Understanding the issue

When an Entra ID-joined Azure VM is configured for user sign-in, it requires authentication through an Entra ID Enterprise Application called Azure Windows VM Sign-in (previously known as Microsoft Azure Windows Virtual Machine Sign-in). If a Conditional Access policy enforcing MFA applies to this sign-in flow, users attempting to log into their VMs with Remote Desktop Protocol (RDP) using their Entra ID may experience authentication failures.

Microsoft outlines this requirement in their official documentation:
Microsoft Documentation – MFA Sign-in Method Required for Azure AD-Joined VMs

The Fix: Excluding the Right Service Principal

To resolve this, you must exclude the following application from your Conditional Access policies enforcing MFA:

Azure Windows VM Sign-in
(Previously named Microsoft Azure Windows Virtual Machine Sign-in)

Important: The exclusion name must be precise—you cannot find it by searching for “virtual machine,” “VM,” or “sign-in” in the Conditional Access policy UI.

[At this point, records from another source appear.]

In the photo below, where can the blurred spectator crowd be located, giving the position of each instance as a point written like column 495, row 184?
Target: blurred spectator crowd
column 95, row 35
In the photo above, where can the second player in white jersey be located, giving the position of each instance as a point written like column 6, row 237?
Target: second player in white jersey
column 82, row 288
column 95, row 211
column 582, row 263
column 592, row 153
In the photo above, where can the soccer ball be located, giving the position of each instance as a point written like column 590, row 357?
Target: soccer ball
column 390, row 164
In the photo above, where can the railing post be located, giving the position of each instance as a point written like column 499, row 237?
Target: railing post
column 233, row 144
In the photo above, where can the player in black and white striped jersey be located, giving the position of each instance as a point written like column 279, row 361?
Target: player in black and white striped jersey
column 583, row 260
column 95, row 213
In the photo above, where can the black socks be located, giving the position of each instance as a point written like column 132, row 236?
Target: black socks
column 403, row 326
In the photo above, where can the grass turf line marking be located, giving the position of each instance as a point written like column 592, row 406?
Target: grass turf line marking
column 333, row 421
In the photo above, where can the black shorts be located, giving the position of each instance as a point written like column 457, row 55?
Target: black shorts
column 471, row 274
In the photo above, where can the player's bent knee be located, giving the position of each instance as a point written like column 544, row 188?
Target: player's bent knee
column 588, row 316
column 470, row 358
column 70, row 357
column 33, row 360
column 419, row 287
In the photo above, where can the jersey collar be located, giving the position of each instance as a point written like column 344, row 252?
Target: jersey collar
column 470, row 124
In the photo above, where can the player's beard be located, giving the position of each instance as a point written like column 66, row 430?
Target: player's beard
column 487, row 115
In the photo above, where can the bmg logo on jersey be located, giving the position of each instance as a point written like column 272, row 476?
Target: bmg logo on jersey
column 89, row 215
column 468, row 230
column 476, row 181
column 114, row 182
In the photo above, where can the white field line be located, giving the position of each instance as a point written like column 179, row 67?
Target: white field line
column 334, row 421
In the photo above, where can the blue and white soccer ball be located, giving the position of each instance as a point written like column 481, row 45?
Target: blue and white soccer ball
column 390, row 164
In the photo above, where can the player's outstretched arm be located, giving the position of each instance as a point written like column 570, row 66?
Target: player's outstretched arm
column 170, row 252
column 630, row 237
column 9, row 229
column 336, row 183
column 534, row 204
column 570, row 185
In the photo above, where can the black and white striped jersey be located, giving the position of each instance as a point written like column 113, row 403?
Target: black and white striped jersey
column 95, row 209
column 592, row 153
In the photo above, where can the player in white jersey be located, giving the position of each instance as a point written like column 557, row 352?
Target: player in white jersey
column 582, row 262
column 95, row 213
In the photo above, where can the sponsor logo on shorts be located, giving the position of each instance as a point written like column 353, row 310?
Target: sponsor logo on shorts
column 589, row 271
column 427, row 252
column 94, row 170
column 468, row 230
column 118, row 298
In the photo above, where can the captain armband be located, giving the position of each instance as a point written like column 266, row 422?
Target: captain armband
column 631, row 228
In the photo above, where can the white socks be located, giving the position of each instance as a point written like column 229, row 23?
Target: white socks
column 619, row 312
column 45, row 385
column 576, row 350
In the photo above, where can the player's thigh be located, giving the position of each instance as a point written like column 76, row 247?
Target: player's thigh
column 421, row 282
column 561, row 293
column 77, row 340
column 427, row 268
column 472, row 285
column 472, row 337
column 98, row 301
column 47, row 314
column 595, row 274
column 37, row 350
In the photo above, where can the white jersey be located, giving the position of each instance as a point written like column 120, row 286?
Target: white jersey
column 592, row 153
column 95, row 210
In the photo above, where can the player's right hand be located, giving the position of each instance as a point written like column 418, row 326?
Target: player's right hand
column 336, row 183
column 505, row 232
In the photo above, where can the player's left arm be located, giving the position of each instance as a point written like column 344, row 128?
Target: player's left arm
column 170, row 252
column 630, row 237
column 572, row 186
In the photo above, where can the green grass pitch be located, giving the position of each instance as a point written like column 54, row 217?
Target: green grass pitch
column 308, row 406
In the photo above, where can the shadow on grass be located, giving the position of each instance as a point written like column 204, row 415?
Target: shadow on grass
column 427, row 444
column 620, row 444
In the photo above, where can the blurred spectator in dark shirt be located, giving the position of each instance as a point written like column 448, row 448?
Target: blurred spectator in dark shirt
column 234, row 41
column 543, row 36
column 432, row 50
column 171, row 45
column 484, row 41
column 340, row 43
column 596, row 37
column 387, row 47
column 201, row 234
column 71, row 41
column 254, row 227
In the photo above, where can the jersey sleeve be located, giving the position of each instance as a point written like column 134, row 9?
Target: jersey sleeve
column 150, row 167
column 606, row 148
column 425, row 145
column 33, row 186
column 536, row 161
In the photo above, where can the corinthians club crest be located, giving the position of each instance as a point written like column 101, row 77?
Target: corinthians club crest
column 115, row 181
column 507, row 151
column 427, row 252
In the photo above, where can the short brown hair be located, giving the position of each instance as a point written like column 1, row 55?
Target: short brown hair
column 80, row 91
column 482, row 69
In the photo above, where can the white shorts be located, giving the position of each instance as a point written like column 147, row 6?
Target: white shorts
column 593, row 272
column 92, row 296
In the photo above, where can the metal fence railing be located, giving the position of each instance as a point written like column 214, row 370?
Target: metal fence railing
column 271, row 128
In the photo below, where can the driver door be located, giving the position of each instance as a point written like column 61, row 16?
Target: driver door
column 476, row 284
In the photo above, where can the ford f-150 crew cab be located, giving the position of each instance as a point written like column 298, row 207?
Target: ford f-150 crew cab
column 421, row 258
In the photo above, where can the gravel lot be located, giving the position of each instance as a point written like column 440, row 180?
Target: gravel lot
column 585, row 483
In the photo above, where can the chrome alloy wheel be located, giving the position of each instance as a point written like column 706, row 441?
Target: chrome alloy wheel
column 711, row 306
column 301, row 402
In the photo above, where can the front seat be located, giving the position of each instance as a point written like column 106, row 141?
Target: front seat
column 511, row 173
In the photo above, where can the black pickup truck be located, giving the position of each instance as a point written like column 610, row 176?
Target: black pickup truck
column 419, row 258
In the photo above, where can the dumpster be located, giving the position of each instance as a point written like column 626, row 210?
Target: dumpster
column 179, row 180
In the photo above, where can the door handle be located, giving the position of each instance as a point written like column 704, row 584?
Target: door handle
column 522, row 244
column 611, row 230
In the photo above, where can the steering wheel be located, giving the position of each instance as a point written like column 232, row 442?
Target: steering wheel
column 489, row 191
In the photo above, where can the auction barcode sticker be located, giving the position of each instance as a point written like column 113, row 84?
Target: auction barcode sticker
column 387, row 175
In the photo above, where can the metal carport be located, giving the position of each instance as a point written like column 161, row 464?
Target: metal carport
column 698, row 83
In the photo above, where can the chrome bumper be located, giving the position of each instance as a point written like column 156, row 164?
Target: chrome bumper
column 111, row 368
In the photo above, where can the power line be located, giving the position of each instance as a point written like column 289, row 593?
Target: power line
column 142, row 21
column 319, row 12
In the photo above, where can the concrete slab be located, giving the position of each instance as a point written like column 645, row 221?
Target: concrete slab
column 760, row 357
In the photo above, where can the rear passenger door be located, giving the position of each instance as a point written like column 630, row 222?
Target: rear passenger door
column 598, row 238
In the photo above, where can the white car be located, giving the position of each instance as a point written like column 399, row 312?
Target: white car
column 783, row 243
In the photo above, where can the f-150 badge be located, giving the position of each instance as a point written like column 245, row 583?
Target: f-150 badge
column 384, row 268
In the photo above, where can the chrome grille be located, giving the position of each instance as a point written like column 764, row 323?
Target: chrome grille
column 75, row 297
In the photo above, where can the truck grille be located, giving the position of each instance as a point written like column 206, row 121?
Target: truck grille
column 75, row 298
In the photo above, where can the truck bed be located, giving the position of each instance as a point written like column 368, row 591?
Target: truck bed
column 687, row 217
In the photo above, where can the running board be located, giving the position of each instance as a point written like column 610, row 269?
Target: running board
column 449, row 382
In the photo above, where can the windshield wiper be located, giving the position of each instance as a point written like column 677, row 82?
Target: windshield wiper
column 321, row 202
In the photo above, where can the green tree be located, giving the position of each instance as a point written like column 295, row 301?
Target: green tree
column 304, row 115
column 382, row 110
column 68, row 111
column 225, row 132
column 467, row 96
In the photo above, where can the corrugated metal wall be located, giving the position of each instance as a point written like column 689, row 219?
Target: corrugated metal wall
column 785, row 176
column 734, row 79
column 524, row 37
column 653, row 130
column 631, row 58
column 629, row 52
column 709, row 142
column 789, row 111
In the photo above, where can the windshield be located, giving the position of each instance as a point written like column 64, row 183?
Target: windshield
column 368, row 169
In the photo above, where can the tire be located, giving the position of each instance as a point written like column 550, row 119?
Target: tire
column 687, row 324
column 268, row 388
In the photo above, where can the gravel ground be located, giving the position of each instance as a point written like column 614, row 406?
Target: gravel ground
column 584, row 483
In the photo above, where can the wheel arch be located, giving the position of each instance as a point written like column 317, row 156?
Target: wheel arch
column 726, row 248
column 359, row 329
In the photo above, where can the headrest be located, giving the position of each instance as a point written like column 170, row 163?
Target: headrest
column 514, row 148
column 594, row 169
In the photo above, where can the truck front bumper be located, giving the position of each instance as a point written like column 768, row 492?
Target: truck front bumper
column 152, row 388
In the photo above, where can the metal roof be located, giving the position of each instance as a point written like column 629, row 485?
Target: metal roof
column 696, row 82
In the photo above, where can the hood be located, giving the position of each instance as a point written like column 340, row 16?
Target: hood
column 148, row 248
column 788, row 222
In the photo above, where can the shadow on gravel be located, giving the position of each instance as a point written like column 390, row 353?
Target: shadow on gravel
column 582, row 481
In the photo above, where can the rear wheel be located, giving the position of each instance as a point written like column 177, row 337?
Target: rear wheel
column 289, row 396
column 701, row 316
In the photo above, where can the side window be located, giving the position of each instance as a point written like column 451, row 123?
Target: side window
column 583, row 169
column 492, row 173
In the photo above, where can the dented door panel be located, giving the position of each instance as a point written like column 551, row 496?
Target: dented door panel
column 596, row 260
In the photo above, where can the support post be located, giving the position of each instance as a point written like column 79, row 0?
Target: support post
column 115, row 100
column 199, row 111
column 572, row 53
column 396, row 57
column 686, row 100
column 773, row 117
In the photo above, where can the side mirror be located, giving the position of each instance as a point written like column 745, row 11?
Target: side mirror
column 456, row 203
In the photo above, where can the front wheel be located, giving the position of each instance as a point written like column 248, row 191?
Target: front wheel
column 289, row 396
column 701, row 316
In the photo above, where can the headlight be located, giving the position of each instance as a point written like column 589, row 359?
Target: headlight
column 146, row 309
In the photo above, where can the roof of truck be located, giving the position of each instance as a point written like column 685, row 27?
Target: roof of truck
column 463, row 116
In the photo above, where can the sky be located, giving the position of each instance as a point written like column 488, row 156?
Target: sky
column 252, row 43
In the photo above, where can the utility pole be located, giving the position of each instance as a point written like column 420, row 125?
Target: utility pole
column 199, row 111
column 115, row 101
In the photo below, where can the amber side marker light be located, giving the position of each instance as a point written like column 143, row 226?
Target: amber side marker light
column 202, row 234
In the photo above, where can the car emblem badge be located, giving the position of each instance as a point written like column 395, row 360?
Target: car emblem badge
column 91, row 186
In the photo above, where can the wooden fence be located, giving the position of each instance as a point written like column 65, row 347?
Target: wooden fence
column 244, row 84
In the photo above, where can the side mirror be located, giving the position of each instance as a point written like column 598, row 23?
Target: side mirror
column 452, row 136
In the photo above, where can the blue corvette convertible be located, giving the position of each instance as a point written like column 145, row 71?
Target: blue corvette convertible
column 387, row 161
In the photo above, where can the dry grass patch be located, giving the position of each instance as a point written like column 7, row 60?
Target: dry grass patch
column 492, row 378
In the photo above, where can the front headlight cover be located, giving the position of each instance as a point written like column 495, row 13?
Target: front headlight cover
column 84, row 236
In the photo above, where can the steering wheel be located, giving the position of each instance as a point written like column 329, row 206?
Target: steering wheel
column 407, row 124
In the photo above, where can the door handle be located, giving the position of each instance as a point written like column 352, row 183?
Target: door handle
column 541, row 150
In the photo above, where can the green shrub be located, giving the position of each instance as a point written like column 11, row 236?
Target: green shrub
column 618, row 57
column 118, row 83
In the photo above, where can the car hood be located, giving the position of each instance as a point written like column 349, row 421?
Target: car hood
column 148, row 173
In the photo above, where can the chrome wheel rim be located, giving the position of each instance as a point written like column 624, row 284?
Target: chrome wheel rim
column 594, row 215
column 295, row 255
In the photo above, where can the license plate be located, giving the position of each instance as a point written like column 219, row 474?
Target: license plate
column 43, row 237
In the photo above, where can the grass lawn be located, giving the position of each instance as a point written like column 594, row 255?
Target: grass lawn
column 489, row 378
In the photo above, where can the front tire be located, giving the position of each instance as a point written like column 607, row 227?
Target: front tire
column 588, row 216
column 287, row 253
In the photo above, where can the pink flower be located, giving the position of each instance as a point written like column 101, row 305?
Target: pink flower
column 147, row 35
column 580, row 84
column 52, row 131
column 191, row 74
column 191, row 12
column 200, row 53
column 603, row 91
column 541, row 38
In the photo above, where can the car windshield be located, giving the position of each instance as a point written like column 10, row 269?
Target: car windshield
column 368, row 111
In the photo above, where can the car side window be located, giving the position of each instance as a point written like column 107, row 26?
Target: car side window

How to Exclude ‘Azure Windows VM Sign-in’ from MFA

  1. Sign into the Microsoft Entra admin center (https://entra.microsoft.com)
  2. Navigate to Protection > Conditional Access
  3. Select the Conditional Access policy that enforces MFA for sign-ins
  4. Under Cloud apps or actions, locate Include > All cloud apps
  5. Click Exclude
  6. Search for and select:
    • Azure Windows VM Sign-in (or Microsoft Azure Windows Virtual Machine Sign-in, depending on your tenant’s naming convention)
  7. Save and apply the changes

Why This Works

By excluding Azure Windows VM Sign-in from MFA enforcement, you allow primary authentication to succeed while still enforcing strong authentication on other resources. So you maintain MFA requirement to everything else but allow the Entra ID VM sign in process through windows login to successfully authenticate without having to do unsupported MFA. This ensures security without breaking user access.

Final Thoughts

MFA is essential for protecting cloud environments, but misconfigured policies can cause unintended disruptions—like blocking Azure VM sign-ins. Precision in exclusions is key. By properly configuring Conditional Access exclusions, you ensure both security and usability for Entra ID-joined Azure VMs.